El tono de la mujer al responder lo hizo ponerse en guardia. No fue más que un débil cambio en la inflexión de su voz, pero a él no le pasó inadvertido. Como si la pregunta la hubiese puesto nerviosa. El inspector decidió seguir adelante con mucha cautela.
—¿Cuántos años tiene?
—Veinticuatro.
—¡Ah!, entonces, tal vez ya no vive en casa, ¿no es así?
Elisabeth Lamberg le lanzó una mirada acerada al responder.
—Matilda nació con una grave minusvalía.
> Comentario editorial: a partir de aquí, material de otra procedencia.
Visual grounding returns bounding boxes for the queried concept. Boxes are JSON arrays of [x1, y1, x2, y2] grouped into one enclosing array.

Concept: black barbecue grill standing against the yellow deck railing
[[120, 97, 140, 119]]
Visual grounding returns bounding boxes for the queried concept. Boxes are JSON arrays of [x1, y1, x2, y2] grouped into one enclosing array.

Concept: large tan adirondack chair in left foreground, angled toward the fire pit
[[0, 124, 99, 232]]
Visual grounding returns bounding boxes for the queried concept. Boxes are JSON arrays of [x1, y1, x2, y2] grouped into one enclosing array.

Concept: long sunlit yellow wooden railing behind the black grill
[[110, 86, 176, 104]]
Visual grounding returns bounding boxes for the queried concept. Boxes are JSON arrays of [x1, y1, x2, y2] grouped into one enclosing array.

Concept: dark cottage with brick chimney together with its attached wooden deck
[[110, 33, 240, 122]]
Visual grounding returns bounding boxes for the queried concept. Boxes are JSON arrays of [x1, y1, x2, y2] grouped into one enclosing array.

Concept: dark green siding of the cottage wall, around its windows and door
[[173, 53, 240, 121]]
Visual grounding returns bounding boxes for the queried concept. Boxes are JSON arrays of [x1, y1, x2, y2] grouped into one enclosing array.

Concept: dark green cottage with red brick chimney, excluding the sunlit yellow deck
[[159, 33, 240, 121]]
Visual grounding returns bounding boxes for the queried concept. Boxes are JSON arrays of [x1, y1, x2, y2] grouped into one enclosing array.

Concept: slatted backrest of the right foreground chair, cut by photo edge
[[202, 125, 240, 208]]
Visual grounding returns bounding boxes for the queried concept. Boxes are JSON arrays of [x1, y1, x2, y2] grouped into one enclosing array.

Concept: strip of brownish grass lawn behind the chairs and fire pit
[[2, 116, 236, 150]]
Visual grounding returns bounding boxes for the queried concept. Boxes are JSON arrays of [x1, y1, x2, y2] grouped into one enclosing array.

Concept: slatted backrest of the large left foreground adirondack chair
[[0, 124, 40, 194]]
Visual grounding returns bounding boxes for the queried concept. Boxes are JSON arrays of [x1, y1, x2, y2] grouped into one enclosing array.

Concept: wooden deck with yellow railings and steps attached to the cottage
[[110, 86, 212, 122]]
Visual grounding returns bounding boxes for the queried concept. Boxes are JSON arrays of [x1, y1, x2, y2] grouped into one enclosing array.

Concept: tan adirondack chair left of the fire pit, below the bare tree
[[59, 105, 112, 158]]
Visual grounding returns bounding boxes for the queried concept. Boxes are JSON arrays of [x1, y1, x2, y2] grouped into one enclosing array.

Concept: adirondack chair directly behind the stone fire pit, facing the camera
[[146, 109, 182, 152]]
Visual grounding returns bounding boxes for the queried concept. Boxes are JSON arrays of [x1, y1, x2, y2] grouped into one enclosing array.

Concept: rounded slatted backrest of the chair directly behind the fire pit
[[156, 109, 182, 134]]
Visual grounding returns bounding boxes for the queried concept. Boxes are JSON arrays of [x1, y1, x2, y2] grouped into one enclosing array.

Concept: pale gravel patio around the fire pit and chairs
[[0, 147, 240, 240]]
La tuvimos en casa hasta que cumplió los cuatro años. Después, vimos que era imposible y, desde entonces, vive en una institución. Necesita ayuda para todo.
Wallander quedó desconcertado, sin saber qué decir. No sabía que esperaba oír, pero, desde luego, cualquier cosa menos aquello.
—Debió de ser una decisión muy dura —repuso intentando adoptar un aire comprensivo—. Una decisión muy difícil, la de dejarla en una institución para minusválidos.
Ella seguía mirándolo a los ojos.
—No fue mía esa decisión. Simon quería que así fuese. Yo no. Pero se hizo lo que él decidió.
Por un instante, Wallander tuvo la impresión de estar mirando el fondo de un abismo. Tan intenso era el dolor de aquella mujer al rememorar y referir aquella circunstancia del pasado.
"Wallander permaneció sentado en silencio durante largo rato antes de proseguir.
—¿Se te ocurre quién podría tener motivos para matar a tu marido?
Su respuesta lo sorprendió.
—Desde el día en que tomó aquella decisión, comprendí que había dejado de saber quién era mi marido.
—¿Pese a que han pasado ya veinte años?
—Hay cosas que nunca cambian.
—Pero seguíais casados, ¿no es así?
—Bueno, vivíamos bajo el mismo techo. Eso es todo.
Wallander reflexionó unos segundos, antes de continuar.
—En otras palabras, que no puedes ni imaginarte quién es el asesino.
—No.
—Ni tampoco el móvil, supongo.
Wallander había dejado de dar rodeos e iba derecho al grano, formulando las preguntas clave.
—Cuando llegué dijiste que me habías visto antes. ¿Recuerdas si tu marido habló de mí en alguna ocasión?
La mujer alzó las cejas, asombrada.
—¿Por qué habría de hacer tal cosa?
—No lo sé, pero la pregunta es importante.
—La verdad es que no hablábamos mucho, pero no recuerdo que hablase de ti nunca.
Wallander prosiguió.
—Encontramos en el estudio un álbum lleno de fotografías de hombres de Estado y otras personalidades. Por alguna razón que desconozco, también mi rostro aparecía entre ellos. ¿Sabías de la existencia de ese álbum?
—No.
—¿Estás segura?
—Sí.
—Las imágenes estaban deformadas. Todas aquellas personas, al igual que yo mismo, presentaban un aspecto monstruoso. Es decir, que tu marido debió de invertir muchas horas en manipularlas. ¿Debo suponer que tampoco conocías esta afición suya?